Victor Entrialgo de Castro

El Congreso, un Casino de pueblo

El Congreso, un Casino de pueblo
Víctor Entrialgo de Castro, abogado y escritor. PD

El Parlamento se ha convertido en un casino de pueblo. Algunos representantes de Podemos o los partidos separatistas parecen haber salido de lo más profundo del infierno, de una partida de billar con el concejal o de la barra del bar sosteniendo una copa de orujo.

En lugar de proporcionar al Estado un plus de representatividad el estado de las autonomías ha convertido el Parlamento en un Casino de pueblo. Los separatistas están encargados del Bingo en el que todos los años compran más cartones cuando llega la hora del presupuesto, o bien creando rápido nuevos impuestos como los de bebidas porque como el del Estado tiene que prevalecer pretenden una compensación y recaudar sobre la marcha 41 millones de euros; o bien vendiendo directamente papeletas para el viaje a ninguna parte, o por último, callando como ahogaos ante algunos escándalos públicos de algunos parlamentarios payasos, ante los que pondrían el grito en el cielo si sucedieran en los colegios.

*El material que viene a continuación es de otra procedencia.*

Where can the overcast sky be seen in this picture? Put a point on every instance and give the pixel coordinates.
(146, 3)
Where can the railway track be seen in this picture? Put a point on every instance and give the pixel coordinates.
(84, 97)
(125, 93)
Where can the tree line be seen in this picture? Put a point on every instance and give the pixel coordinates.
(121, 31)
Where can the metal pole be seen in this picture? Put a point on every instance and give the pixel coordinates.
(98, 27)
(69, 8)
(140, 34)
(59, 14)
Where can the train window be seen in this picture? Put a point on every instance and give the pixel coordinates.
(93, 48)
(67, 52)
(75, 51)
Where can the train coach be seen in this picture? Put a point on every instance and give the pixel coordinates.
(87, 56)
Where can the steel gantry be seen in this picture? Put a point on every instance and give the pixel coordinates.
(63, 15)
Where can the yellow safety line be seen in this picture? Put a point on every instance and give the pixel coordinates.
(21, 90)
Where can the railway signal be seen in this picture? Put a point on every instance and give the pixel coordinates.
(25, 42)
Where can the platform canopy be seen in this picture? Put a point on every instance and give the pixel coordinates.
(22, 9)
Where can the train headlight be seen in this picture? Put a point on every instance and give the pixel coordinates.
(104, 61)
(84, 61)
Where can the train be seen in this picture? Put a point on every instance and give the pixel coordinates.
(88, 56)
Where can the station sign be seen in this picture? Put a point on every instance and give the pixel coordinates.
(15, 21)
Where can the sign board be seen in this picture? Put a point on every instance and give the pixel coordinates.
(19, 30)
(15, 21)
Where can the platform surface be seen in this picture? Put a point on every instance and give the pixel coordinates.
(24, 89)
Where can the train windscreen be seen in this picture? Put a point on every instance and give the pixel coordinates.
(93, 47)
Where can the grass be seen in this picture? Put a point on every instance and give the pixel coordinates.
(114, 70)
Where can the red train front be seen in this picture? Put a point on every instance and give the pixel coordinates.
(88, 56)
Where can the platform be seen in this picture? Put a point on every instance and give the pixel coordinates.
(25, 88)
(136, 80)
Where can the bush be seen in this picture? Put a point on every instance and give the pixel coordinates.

Mientras, algunos Rufianes que no pasarian un psicotécnico para conducirse por el parlamento, se solazan con su copa de cazalla antes de la Comisión de interior en el Bar del casino del Congreso para afrontar la pelea tabernaria y escandalizar, que es como entienden ellos lo del «interés general».

Este sujeto, que debiera ser llamado al orden de modo imprescindible y urgente, y sacado si ha lugar de la sede de la soberanía popular por la fuerza pública, dijo ayer a un compareciente: «Hasta pronto gánster, nos vemos en el infierno, mamporrero, y asi… mientras el Presidente de la comisión de interior del parlamento español, del PNV se limitaba a llamarle encima «Señor Rufián», -una contradicción in términis-, no tiene la palabra», en lugar de llamar a la guardia civil.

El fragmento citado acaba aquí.